We evaluated DASH and performed a functional assessment of each region of the dominant side and related UEMDs based on data from study participants. Prior to evaluation of UEMDs, functional assessment of each region was performed. Shoulder joints were assessed with the Constant-Murley score (CMS), elbow joints were assessed with the Mayo elbow performance score (MEPS), and hands were assessed with the Australian/Canadian Hand Osteoarthritis Index (AUSCAN).16 17 18 Upper extremity- related QOL was assessed based on DASH,19 a 30-item questionnaire composed of 21 physical function items, six symptom items, and three social/role function items. Each item is rated on a five-point Likert scale (1=least disability to 5= most disability). All 30 response scores were added together, producing a raw score, which was then transformed into a maximum score of 100. A higher score indicates greater disability. Cronbach's α was 0.95 in this study. CMS, MEPS, and AUSCAN scores were assessed by two experienced orthopedic surgeons, each with more than 10 years of experience.

Diagnostic criteria

For the purposes of the current study, rotator cuff tears included partial and full thickness tears and were diagnosed by MRI. A 3.0 Tesla MRI system (Ingenia; Philips Medical Systems®, Eindhoven, the Netherlands) was used to obtain MRI images, which included axial, sagittal, and coronal T2-weighted images [repetition time (TR)/echo time (TE)=2800/60]; coronal T1-weighted images (TR/TE=500/20); and coronal fat-saturated fast spin-echo images. Slice thickness was 3 mm without gaps. In MRI findings, a partial-thickness tear of the rotator cuff was diagnosed when a focus of high signal intensity was apparent on T2-weighted images in either the bursa or the joint surface of the tendon that did not involve the entire thickness of the cuff. A full thickness tear of the rotator cuff was diagnosed when focal or diffuse high signal intensity on T2-weighted images extended from the bursa to the joint surface of the tendon or when the tendinous portion of the cuff was not visualized.20 MRI scans were interpreted by a radiologic specialist with 20 years of experience and an orthopedic surgeon with 15 years of experience. Among total participants, 438 (44.4%) had partial thickness tears and 89 (9.0%) had full thickness tears.
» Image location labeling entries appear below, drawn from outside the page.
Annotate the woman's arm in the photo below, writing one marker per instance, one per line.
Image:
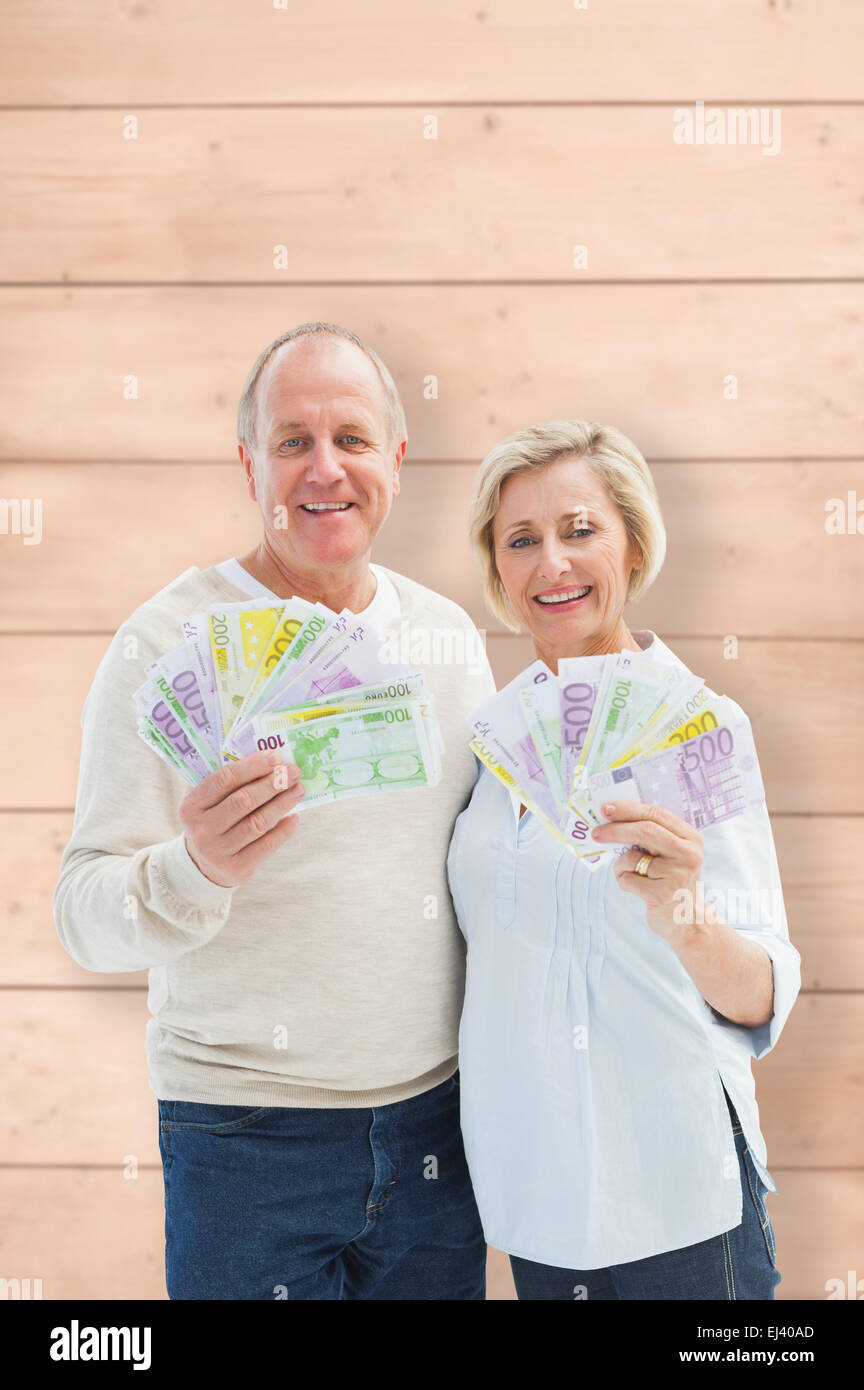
(735, 976)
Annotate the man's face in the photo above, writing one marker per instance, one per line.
(322, 469)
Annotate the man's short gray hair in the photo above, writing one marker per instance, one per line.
(249, 401)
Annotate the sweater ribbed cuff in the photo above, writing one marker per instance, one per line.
(185, 880)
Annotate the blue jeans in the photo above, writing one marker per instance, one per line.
(288, 1203)
(739, 1264)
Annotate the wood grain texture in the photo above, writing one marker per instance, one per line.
(29, 862)
(736, 533)
(92, 1233)
(499, 193)
(225, 50)
(652, 360)
(75, 1090)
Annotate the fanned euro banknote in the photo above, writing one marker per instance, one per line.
(299, 680)
(617, 727)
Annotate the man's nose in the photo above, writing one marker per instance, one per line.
(324, 464)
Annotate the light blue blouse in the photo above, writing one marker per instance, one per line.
(593, 1116)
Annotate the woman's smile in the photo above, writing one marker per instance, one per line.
(561, 601)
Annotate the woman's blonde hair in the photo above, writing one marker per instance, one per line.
(616, 459)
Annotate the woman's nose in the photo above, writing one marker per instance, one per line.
(553, 562)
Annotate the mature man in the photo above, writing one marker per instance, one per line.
(306, 972)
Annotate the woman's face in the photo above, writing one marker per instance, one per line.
(563, 555)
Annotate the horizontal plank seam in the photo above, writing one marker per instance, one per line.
(424, 284)
(422, 106)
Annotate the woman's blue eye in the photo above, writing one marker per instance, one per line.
(517, 544)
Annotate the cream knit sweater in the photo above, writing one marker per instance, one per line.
(334, 977)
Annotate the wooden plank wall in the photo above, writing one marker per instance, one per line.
(261, 127)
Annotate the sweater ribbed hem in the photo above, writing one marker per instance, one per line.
(304, 1097)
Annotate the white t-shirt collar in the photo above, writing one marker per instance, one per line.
(381, 612)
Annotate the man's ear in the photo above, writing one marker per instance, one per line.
(399, 456)
(249, 470)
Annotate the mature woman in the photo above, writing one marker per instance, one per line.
(607, 1101)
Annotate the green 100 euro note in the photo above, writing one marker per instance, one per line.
(389, 747)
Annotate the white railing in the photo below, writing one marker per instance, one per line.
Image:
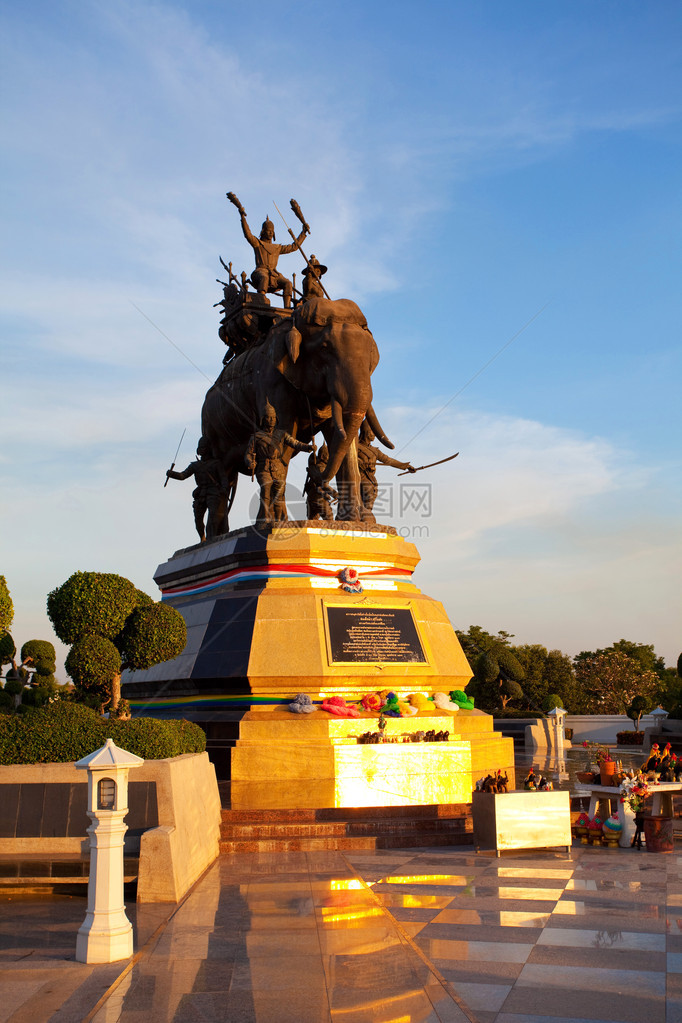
(603, 727)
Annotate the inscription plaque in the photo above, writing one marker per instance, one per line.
(370, 634)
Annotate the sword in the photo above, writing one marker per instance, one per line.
(430, 464)
(311, 268)
(176, 455)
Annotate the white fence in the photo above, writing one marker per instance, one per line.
(602, 727)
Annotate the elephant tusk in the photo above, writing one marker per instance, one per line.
(376, 428)
(337, 417)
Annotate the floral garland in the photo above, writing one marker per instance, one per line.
(350, 580)
(633, 793)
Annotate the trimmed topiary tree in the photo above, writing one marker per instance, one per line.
(91, 604)
(640, 705)
(92, 663)
(111, 626)
(65, 731)
(7, 649)
(550, 702)
(496, 676)
(6, 607)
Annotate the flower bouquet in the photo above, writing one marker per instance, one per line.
(605, 761)
(633, 793)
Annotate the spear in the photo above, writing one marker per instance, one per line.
(297, 210)
(432, 463)
(176, 456)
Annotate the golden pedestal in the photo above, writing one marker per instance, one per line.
(268, 617)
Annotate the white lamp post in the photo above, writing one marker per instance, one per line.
(557, 717)
(106, 934)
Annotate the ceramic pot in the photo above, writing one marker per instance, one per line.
(628, 818)
(658, 834)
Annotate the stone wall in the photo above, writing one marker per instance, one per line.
(174, 818)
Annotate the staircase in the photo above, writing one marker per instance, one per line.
(347, 828)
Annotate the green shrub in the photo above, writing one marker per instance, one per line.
(65, 731)
(550, 702)
(7, 649)
(42, 656)
(6, 607)
(92, 662)
(152, 633)
(91, 603)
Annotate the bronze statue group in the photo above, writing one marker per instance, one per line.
(245, 322)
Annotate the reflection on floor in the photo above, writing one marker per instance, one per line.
(399, 936)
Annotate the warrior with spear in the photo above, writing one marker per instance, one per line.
(266, 276)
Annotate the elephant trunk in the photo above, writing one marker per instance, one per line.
(337, 418)
(341, 444)
(376, 428)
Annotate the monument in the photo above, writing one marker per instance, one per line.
(313, 628)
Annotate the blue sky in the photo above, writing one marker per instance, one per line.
(467, 169)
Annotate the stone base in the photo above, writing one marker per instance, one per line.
(258, 607)
(277, 748)
(268, 617)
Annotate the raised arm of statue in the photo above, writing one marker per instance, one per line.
(242, 214)
(388, 460)
(293, 246)
(246, 230)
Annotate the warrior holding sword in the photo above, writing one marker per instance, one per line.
(266, 276)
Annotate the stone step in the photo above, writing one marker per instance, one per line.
(428, 811)
(37, 871)
(301, 844)
(346, 828)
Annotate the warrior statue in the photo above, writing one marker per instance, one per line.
(312, 285)
(213, 492)
(319, 494)
(264, 458)
(368, 455)
(266, 277)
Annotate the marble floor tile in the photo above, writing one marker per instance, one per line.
(517, 892)
(525, 1018)
(614, 982)
(490, 997)
(587, 958)
(542, 998)
(479, 971)
(453, 950)
(468, 932)
(609, 937)
(393, 898)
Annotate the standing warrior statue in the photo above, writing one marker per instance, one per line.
(367, 458)
(213, 491)
(266, 277)
(265, 458)
(312, 285)
(319, 495)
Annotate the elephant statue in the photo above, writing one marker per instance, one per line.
(314, 368)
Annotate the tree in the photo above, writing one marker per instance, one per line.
(6, 607)
(111, 626)
(560, 679)
(610, 681)
(533, 659)
(640, 705)
(496, 677)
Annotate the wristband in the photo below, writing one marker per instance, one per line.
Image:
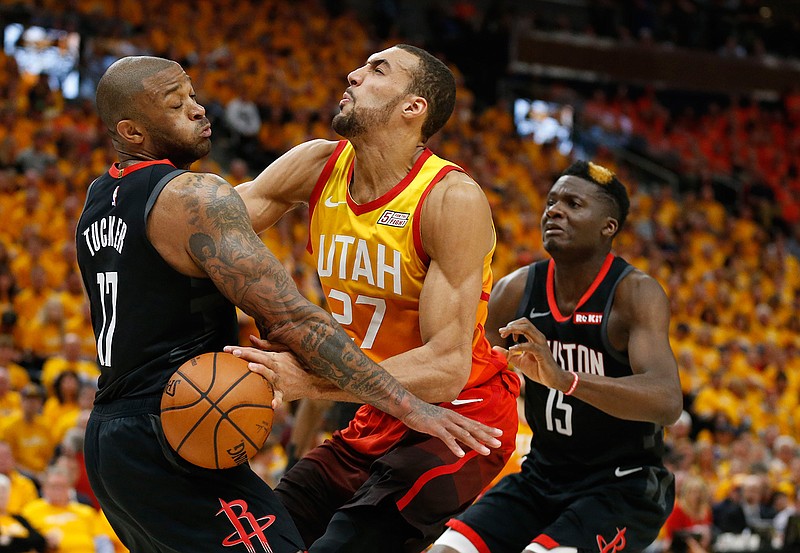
(575, 379)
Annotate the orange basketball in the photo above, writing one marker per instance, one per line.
(215, 412)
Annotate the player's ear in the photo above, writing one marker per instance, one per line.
(129, 131)
(610, 228)
(415, 106)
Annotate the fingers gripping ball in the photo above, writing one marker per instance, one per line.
(215, 412)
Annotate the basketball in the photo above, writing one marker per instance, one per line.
(215, 412)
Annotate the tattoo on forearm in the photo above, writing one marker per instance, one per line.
(226, 247)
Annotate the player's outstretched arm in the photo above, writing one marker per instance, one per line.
(201, 227)
(641, 318)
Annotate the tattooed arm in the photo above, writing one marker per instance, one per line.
(200, 226)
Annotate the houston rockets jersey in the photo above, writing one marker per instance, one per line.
(571, 437)
(147, 317)
(372, 265)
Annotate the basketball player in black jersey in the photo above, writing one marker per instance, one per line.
(590, 334)
(165, 254)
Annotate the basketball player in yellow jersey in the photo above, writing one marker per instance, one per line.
(403, 243)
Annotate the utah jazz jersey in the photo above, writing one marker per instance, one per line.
(569, 435)
(372, 265)
(147, 317)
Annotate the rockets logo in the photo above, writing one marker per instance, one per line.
(244, 535)
(616, 544)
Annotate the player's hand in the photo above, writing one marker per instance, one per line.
(532, 356)
(267, 345)
(452, 428)
(282, 369)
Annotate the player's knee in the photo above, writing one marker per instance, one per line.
(453, 541)
(539, 548)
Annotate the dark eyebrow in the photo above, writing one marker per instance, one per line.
(177, 86)
(379, 61)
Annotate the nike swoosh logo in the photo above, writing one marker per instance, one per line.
(330, 203)
(465, 401)
(619, 473)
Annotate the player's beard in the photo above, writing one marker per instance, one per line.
(360, 120)
(180, 152)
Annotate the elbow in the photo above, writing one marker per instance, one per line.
(671, 410)
(457, 378)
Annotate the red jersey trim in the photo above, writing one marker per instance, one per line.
(321, 182)
(360, 209)
(470, 534)
(426, 477)
(551, 296)
(415, 222)
(118, 173)
(546, 541)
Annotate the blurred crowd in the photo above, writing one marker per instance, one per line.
(270, 74)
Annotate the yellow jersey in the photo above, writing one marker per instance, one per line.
(372, 267)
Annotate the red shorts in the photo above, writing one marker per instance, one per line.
(419, 474)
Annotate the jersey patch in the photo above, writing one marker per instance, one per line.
(587, 318)
(396, 219)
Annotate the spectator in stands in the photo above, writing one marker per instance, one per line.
(10, 403)
(9, 357)
(16, 533)
(758, 513)
(689, 526)
(67, 525)
(69, 359)
(38, 155)
(23, 489)
(29, 434)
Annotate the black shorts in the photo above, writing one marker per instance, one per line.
(600, 512)
(157, 502)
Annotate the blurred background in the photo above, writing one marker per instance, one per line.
(695, 104)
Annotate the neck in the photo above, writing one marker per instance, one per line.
(573, 276)
(379, 167)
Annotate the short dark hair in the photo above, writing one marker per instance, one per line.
(121, 83)
(434, 81)
(607, 181)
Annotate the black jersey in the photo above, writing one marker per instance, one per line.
(148, 318)
(571, 437)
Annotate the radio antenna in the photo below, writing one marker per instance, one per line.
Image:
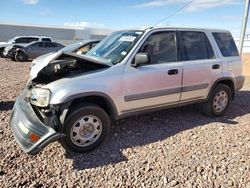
(173, 14)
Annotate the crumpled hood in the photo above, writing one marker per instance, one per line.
(41, 62)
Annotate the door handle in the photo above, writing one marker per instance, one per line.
(173, 72)
(216, 66)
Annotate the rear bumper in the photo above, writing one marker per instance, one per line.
(239, 82)
(24, 122)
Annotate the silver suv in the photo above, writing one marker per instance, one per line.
(73, 98)
(6, 46)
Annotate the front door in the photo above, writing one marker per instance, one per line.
(157, 83)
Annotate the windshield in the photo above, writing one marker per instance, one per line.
(10, 41)
(72, 47)
(116, 46)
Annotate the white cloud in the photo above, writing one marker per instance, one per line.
(30, 2)
(46, 12)
(83, 24)
(195, 5)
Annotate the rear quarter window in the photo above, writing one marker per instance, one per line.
(195, 45)
(226, 44)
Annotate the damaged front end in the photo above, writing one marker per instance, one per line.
(34, 121)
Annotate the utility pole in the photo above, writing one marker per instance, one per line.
(244, 25)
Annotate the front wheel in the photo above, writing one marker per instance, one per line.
(218, 102)
(1, 53)
(21, 56)
(85, 128)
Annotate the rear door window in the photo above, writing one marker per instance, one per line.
(195, 45)
(50, 45)
(226, 44)
(161, 47)
(21, 40)
(37, 45)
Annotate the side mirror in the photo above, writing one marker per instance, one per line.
(140, 59)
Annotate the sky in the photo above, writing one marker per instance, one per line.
(121, 14)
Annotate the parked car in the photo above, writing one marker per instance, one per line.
(33, 50)
(20, 40)
(73, 98)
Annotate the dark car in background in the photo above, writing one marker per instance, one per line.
(32, 50)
Epicondylitis included lateral and medial epicondylitis. Epicondylitis was defined as self-reported pain at either epicondyle area on two or more days in the previous month and one of the following during the exam: presence of pain at the lateral epicondyle with resisted active wrist extension, pain at the medial epicondyle with resisted active wrist flexion, or tenderness to palpation over the medial and lateral epicondyle regions during physical exam.21 Physical examination was performed by an orthopedic surgeon and a rheumatologist with more than 10 years of experience each. Epicondylitis was present in 333 (33.7%) of the total participants.

For diagnosis of hand OA, anterior-posterior plain radiographs of both hands were obtained from all participants. The second to fifth distal interphalangeal, proximal interphalangeal, first to fifth metacarpophalangeal, thumb interphalangeal, and first carpometacarpal joints for each hand were graded for OA using the modified Kellgren-Lawrence (KL) scale. This scale assesses the existence and severity of osteophytes (OPs), joint space narrowing (JSN), sclerosis, and erosion. The modified KL scale was graded from 0 to 4, where 0=no OA; 1=questionable OPs and/or JSN; 2=definite small OPs and/or mild JSN; 3=moderate OPs and/or moderate JSN, sclerosis, and possible presence of erosion; and 4=large OPs and/or severe JSN, sclerosis, and possible presence of erosions.22 Radiological hand OA was defined as a case wherein the result of plain radiography was determined to be higher than KL grade 2 for at least one joint.23 These radiographs were interpreted by a musculoskeletal radiologic specialist with 20 years of experience in radiographic evaluation and a rheumatologist with 10 years of experience in radiographic evaluation. Hand OA was present in 440 (44.6%) of all participants.

Statistical analysis

We assessed differences in each UEMD in terms of demographics and existing comorbidities using the independent-samples t-test for continuous variables. For categorical variables, we used the chi-square test for analysis. Continuous variables are described as mean and standard deviation and categorical variables as percentage.

Differences in DASH score according to UEMDs were evaluated in two ways. First, differences in DASH score according to the presence or absence of epicondylitis, rotator cuff tear, and hand OA was examined. Second, participants were classified as follows: 1) participants without UEMD, 2) participants with only epicondylitis, 3) participants with only rotator cuff tear, 4) participants with only hand OA, 5) participants with epicondylitis and rotator cuff tear (epicondylitis+rotator cuff tear), 6) participants with epicondylitis and hand OA, 7) participants with rotator cuff tear and hand OA, and 8) participants with all three UEMDs (epicondylitis+rotator cuff tear+ hand OA). The significance of differences in DASH scores among these groups was evaluated using t-test or ANOVA, and only significant factors were adjusted. The Tukey method was utilized for post-hoc testing.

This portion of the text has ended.